Re: New gnulib wrappers with glibc 2.21.
- From: Joseph Myers <joseph at codesourcery dot com>
- To: Paul Eggert <eggert at cs dot ucla dot edu>
- Cc: Carlos O'Donell <carlos at redhat dot com>, GNU C Library <libc-alpha at sourceware dot org>
- Date: Wed, 11 Feb 2015 16:05:36 +0000
- Subject: Re: New gnulib wrappers with glibc 2.21.
- Authentication-results: sourceware.org; auth=none
- References: <54D91281 dot 8080203 at redhat dot com> <54DA9BB3 dot 2050308 at cs dot ucla dot edu>
On Tue, 10 Feb 2015, Paul Eggert wrote:
> The isnan* failures were because glibc isnanl etc. don't consider
> pseudo-denormals to be NaNs; see
> <https://www.gnu.org/software/gnulib/manual/html_node/isnan.html>. I don't see
> a bug report filed for this, perhaps one should be.
(The following concerns x86_64 / x86, without having checked what would be
appropriate for ia64 or m68k.)
These bit-patterns are considered to be trap representations, i.e. not
representations of any valid value and with no expectation that they
behave consistently like any valid value when passed to glibc functions.
Treating pseudo-denormals as NaNs isn't even consistent with how they work
in arithmetic instructions, unlike the other trap representations which
act like signaling NaNs in instructions.
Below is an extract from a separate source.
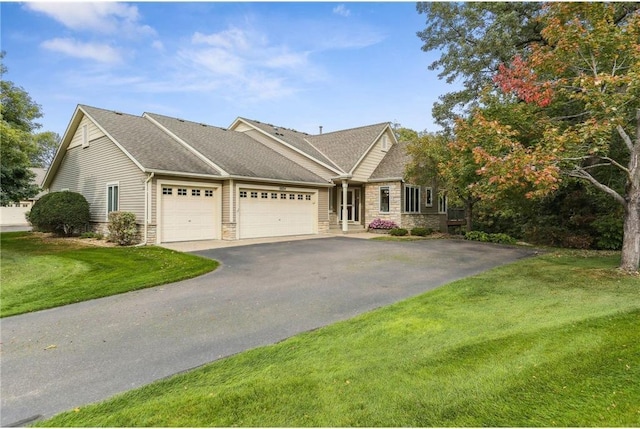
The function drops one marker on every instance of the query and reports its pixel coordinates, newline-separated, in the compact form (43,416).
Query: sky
(296,65)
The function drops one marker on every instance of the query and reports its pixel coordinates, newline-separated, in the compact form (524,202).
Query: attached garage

So with the gnulib
implementation they are still trap representations (not consistently
behaving like NaNs), you've just made a different choice of how to handle
them.
The most I think would be reasonable for glibc to ensure for these
representations (and similarly for representations of IBM long double that
do not conform to the format and so do not represent any valid value) is:
* Passing such values to glibc functions does not cause a crash, but
returned floating-point values, string representations for functions
converting floating-point to strings, and exceptions raised, are
unspecified.
* The iscanonical macro (TS 18661-1, not currently implemented) identifies
all such representations as non-canonical (although formally it's not
required to, as it's only required to work on valid values, not trap
representations).
* The canonicalizel function (TS 18661-1, not currently implemented)
produces the same results as 1.0 * (VALUE) does (rather than failing,
which would also be OK for a trap representation). For pseudo-denormals
this result would not be a NaN; for the other trap representations it
would be a quiet NaN with "invalid" raised.